By the 1990s, controversy and battle of abortion and contraception politics have been building up for centuries. In 1994, President Bill Clinton signed the Freedom of Access to Clinic Entrances Act, prohibiting the force, threat of force, or physical obstruction from an individual providing or receiving abortions.
This U.S. law prohibits the following:
- The use of physical force, threat of physical force, or physical obstruction to intentionally injure with or attempt to injure, intimidate or interfere with any persons who is obtaining reproductive health services or providing reproductive health services
- The use of physical force, threat of physical force, or physical obstruction to intentionally injure with or attempt to injure, intimidate or interfere with any person who is exercising or trying to exercise their First Amendment right of religious freedom at a place of religious worship
- The intentional damage or destruction of a reproductive health care facility or a place of worship
The following are not prohibited: – because of the First Amendment
- Protesting outside of clinics
- Distributing literature
- Carrying signs
- Shouting (as long as no threats are made)
- Singing hymns
The F.A.C.E. act is not as commonly known, but it has had a great significant role in our freedoms to organize publicly and peacefully.

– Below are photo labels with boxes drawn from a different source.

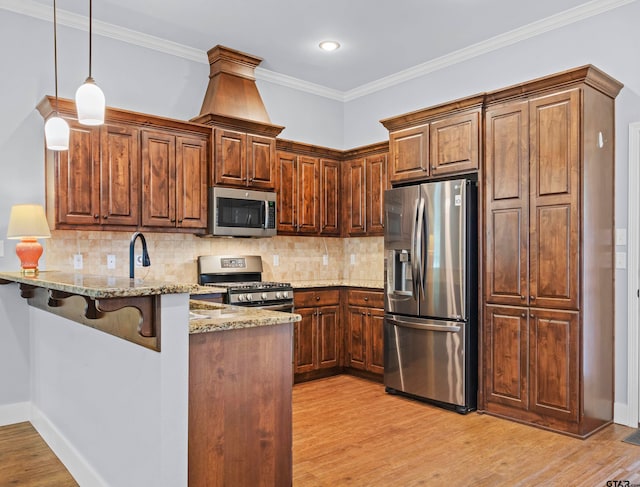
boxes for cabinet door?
[213,129,247,186]
[142,130,176,227]
[320,159,340,235]
[176,136,208,228]
[317,306,340,369]
[484,101,529,305]
[247,135,276,190]
[347,306,368,370]
[483,306,529,410]
[366,308,384,375]
[529,308,580,422]
[429,111,480,176]
[344,159,367,236]
[365,154,387,235]
[276,152,298,234]
[297,156,320,234]
[529,90,580,309]
[293,308,317,374]
[389,125,429,183]
[100,124,140,226]
[55,120,101,225]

With the subject of abortion and contraception becoming increasingly controversial, it became time to settle a law regarding the organization/protest of people in the year 1994.
F.A.C.E. helped make clear of the legalities allowing individuals their freedom of both speech and access to abortion. It was in efforts to lessen the amounts of violence that had previously taken place in the decades and centuries prior circulating around the abortion controversy. The F.A.C.E. Act fell on both sides of the controversy, helping both ends and further organizing the two halves in a more peaceful manner.

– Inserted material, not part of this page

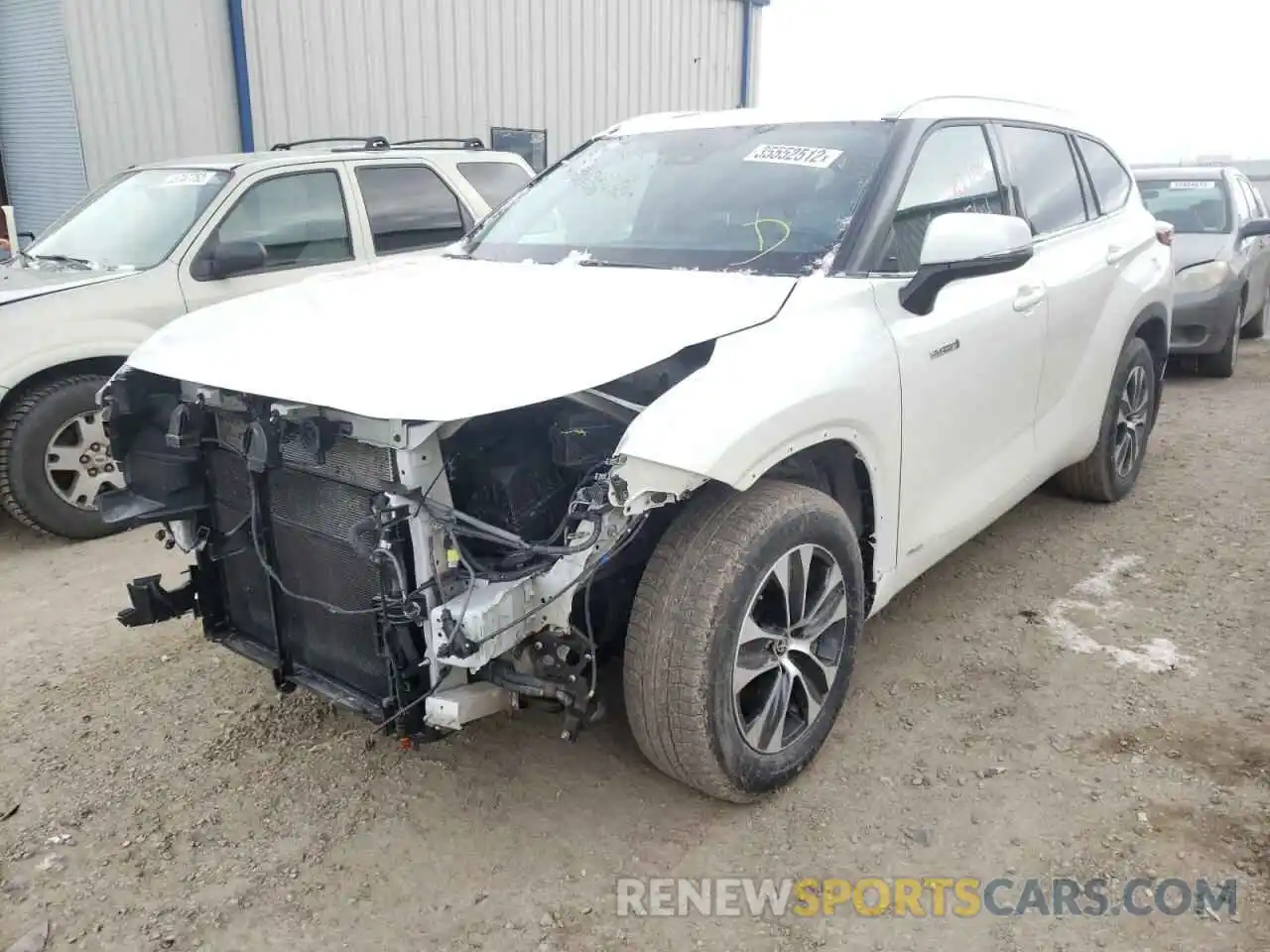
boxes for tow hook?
[115,567,196,629]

According to the National Abortion Federation (NAF), between the years 1977 and 2009, “there have been at least 9 murders, 17 attempted murders, 406 death threats, 179 incidents of assault or battery, and 5 kidnappings committed against abortion providers. In addition, since 1977 in the United States and Canada, property crimes committed against abortion providers have included 41 bombings, 175 arsons, 96 attempted bombings or arsons, 692 bomb threats, 1993 incidents of trespassing, 1400 incidents of vandalism, and 100 attacks with butyric acid (stink bombs).” It is crimes like these, and the amounts of which there are, that make the F.A.C.E. Acts valid.
While combining the protection of clinics, physicians, and patients along with religious freedoms, both left and right wing politics are compromised.

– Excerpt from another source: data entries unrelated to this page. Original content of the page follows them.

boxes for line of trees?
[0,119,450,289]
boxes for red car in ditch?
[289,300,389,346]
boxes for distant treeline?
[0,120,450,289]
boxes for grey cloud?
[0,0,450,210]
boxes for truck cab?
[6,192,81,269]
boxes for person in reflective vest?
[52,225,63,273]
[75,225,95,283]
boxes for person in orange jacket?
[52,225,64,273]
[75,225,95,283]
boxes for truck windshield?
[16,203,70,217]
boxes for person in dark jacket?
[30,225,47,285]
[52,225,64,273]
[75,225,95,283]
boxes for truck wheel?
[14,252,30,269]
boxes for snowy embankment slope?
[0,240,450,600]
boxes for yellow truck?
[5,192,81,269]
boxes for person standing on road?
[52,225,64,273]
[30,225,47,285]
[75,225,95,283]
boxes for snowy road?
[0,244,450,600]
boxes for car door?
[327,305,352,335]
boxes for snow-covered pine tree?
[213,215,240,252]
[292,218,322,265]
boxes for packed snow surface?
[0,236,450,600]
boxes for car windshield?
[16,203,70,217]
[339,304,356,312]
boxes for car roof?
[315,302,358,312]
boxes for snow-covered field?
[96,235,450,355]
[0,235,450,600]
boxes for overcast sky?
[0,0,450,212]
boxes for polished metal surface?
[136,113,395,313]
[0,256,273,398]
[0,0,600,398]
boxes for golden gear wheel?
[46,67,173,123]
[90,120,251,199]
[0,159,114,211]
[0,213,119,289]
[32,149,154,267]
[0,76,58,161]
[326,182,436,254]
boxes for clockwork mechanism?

- “Civil Rights Division Freedom of Access to Reproductive Health Clinics and Places of Religious Worship.” Civil Rights Division Freedom of Access to Reproductive Health Clinics and Places of Religious Worship. United States Department of Justice, n.d. Web. 03 Dec. 2014. <http://www.justice.gov/crt/about/spl/face.php>.
- “NAF Violence and Disruption Statistics: Incidents of Violence & Disruption Against Abortion Providers in the U.S. & Canada.” Apr 2009. National Abortion Federation, Web. 22 Nov 2014.